[PATCH for stable 5.10.x] btrfs: bring back the incorrectly removed extent buffer lock recursion support

fdmanana@xxxxxxxxxx · Sun, 2 Mar 2025 12:47:27 +0000

From: Filipe Manana <fdmanana@xxxxxxxx>

Commit 51b03b7473a0 ("btrfs: locking: remove the recursion handling code")
from the 5.10.233 stable tree removed the support for extent buffer lock
recursion, but we need that code because in 5.10.x we load the free space
cache synchronously - while modifying the extent tree and holding a write
lock on some extent buffer, we may need to load the free space cache,
which requires acquiring read locks on the extent tree and therefore
result in a deadlock in case we need to read lock an extent buffer we had
write locked while modifying the extent tree.

Backporting that commit from Linus' tree is therefore wrong, and was done
so in order to backport upstream commit 97e86631bccd ("btrfs: don't set
lock_owner when locking extent buffer for reading"). However we should
have instead had the commit adapted to the 5.10 stable tree instead.

Note that the backport of that dependency is ok only for stable trees
5.11+, because in those tree the space cache loading code is not
synchronous anymore, so there is no need to have the lock recursion
and indeed there are no users of the extent buffer lock recursion
support. In other words, the backport is only valid for kernel releases
that have the asynchrounous free space cache loading support, which
was introduced in kernel 5.11 with commit e747853cae3a ("btrfs: load
free space cache asynchronously").

This was causing deadlocks and reported by a user (see below Link tag).
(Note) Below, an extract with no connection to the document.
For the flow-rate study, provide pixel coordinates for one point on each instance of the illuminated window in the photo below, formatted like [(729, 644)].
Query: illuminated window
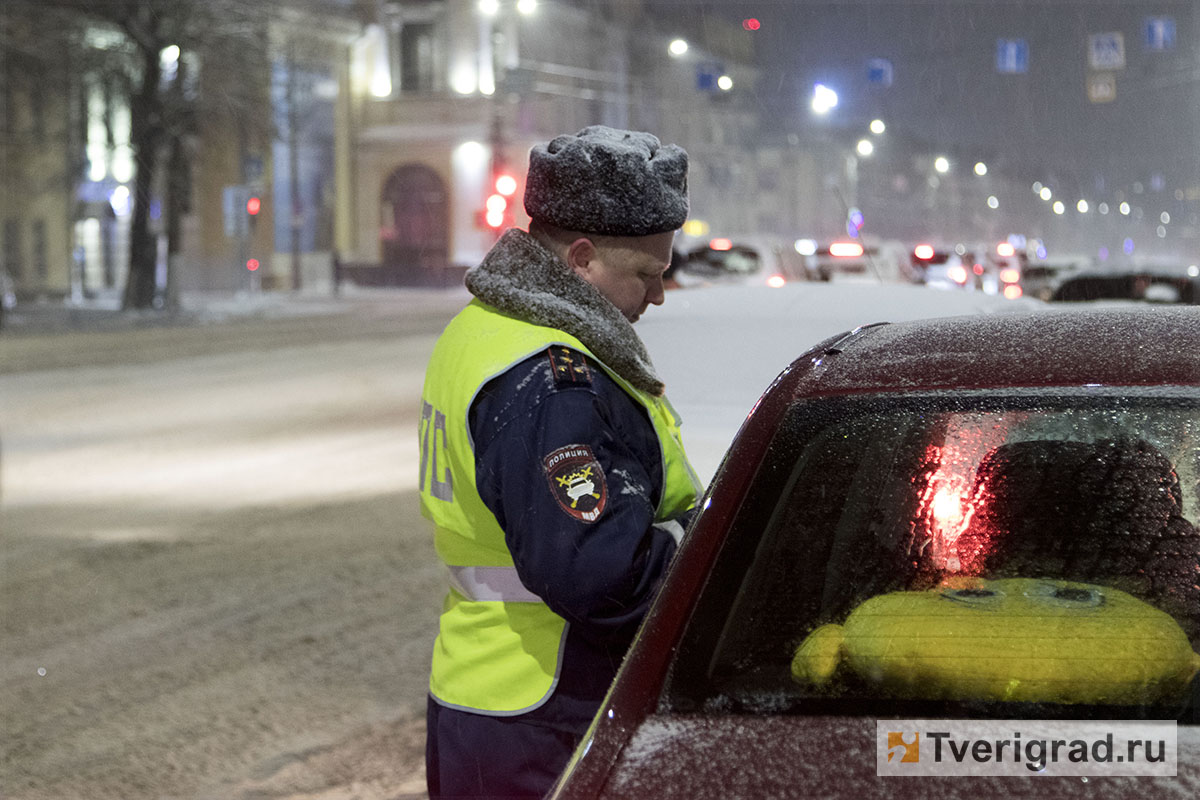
[(418, 58)]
So revert commit 51b03b7473a0 ("btrfs: locking: remove the recursion
handling code") while not undoing what commit d5a30a6117ea ("btrfs: don't
set lock_owner when locking extent buffer for reading") from the 5.10.x
stable tree did.

Reported-by: pk <pkoroau@xxxxxxxxx>
Link: https://lore.kernel.org/linux-btrfs/CAMNwjEKH6znTHE5hMc5er2dFs5ypw4Szx6TMDMb0H76yFq5DGQ@xxxxxxxxxxxxxx/
Signed-off-by: Filipe Manana <fdmanana@xxxxxxxx>
---
 fs/btrfs/locking.c | 68 +++++++++++++++++++++++++++++++++++++++++++---
 1 file changed, 64 insertions(+), 4 deletions(-)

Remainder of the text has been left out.